I am so with you on this one! All I can say is you are going to have to sit her down (while you are not in a bad mood) and tell her. Make sure she is paying attention to you. Tell her, that knocking is REQUIRED in your house. Next time she might get shot because you didn't know she wasn't an intruder.

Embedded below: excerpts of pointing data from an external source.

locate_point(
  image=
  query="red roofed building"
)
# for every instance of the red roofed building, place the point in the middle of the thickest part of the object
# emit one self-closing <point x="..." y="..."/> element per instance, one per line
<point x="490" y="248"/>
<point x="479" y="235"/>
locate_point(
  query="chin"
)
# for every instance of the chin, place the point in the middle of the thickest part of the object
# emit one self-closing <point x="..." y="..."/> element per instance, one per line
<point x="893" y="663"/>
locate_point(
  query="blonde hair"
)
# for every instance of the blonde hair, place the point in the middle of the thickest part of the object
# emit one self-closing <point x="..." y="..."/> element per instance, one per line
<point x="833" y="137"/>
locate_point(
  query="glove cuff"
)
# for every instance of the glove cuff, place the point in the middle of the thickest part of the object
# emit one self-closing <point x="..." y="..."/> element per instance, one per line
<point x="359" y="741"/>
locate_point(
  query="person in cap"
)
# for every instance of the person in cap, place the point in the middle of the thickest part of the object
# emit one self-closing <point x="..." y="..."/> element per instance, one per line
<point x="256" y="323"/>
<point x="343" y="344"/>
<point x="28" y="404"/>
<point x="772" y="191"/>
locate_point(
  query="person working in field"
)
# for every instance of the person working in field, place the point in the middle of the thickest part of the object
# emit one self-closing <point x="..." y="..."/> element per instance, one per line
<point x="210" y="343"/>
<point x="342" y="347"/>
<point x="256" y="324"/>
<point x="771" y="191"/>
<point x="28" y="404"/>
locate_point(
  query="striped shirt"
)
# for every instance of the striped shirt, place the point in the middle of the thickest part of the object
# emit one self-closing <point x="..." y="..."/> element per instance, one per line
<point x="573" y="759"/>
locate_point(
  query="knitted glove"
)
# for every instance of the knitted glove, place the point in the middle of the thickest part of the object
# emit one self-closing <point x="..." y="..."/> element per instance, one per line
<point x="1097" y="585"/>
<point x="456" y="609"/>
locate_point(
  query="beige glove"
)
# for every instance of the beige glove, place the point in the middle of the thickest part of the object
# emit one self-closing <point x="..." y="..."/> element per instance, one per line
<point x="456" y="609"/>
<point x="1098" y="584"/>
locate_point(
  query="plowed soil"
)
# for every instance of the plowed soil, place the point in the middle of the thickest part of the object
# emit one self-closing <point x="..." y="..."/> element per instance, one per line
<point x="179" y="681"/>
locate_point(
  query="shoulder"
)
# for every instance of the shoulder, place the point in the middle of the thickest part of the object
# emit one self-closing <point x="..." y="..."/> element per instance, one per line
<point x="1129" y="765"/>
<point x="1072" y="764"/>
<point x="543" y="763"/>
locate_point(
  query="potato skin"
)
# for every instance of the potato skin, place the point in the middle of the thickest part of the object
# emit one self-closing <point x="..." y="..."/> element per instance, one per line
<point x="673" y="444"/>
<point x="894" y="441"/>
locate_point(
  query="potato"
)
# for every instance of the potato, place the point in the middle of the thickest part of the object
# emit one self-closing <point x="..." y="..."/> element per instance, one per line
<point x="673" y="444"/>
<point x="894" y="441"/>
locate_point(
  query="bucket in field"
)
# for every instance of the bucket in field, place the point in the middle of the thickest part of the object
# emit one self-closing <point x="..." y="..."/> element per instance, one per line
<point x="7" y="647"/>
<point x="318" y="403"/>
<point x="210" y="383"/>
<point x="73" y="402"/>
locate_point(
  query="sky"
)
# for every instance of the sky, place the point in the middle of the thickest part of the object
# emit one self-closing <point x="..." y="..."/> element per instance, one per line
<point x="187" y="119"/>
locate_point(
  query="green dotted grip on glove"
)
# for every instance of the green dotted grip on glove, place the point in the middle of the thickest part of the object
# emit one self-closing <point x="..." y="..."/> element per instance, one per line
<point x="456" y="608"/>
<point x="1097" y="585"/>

p.s. Go ahaed and get those tubes tied honey. I don't even get to take a shit without a child in the room. I miss the good old days of motherlesshood.

 
at 8:26 PM Blogger patti_cake said...

You definitely have to talk to her and let her know a)how you feel and b) what you expect from her.
DON'T get the tubes tied. Babies/Toddlers can be a bit aggravating but the pluses are so worthwhile and i'm told in no time they are fairly self-sufficient.

 
at 10:42 PM Blogger Tammy said...

My very passive aggressive suggestions would be to lock your bathroom door, hire a maid, and call her a cab. :)

 
at 10:45 PM Blogger Mind said...

I'm with everyone else that's commented thusfar: sit all God's children down and have a "come to Jesus" meeting (as we say in Alabama). Sounds like your Mom and hubs need to respect your time and that you feel taken advantage of-- they may not even realize what they are doing and how upset you are. They love you and they'll understand... and even try to help you I bet! :)
However, I think never/rarely having time to yourself is the BIGGEST compliant from ANY mother-- you end up holding the (literally and figuratively) shit end of the stick most of the time. There is a lot of joy but lawd have mercy, it's a lot of work too. :)

 
at 1:00 PM Blogger Sheri & SuZan said...

I was thinking along Tammy's post. Damn that would driving me insane!

 
at 1:17 PM Blogger aka_Meritt said...

So... for your birthday I need to get you an industrial strength lock for your door and a 'do not disturb' sign?

 
at 11:45 PM Blogger Shell said...

Hey...see if we can get a group rate discount on the tube tying thing. ;-)

Oh yeah...and get a lock. Maybe a bottle of pepper spray. A stun gun. After a shot or two from the stun gun and pepper spray they might learn.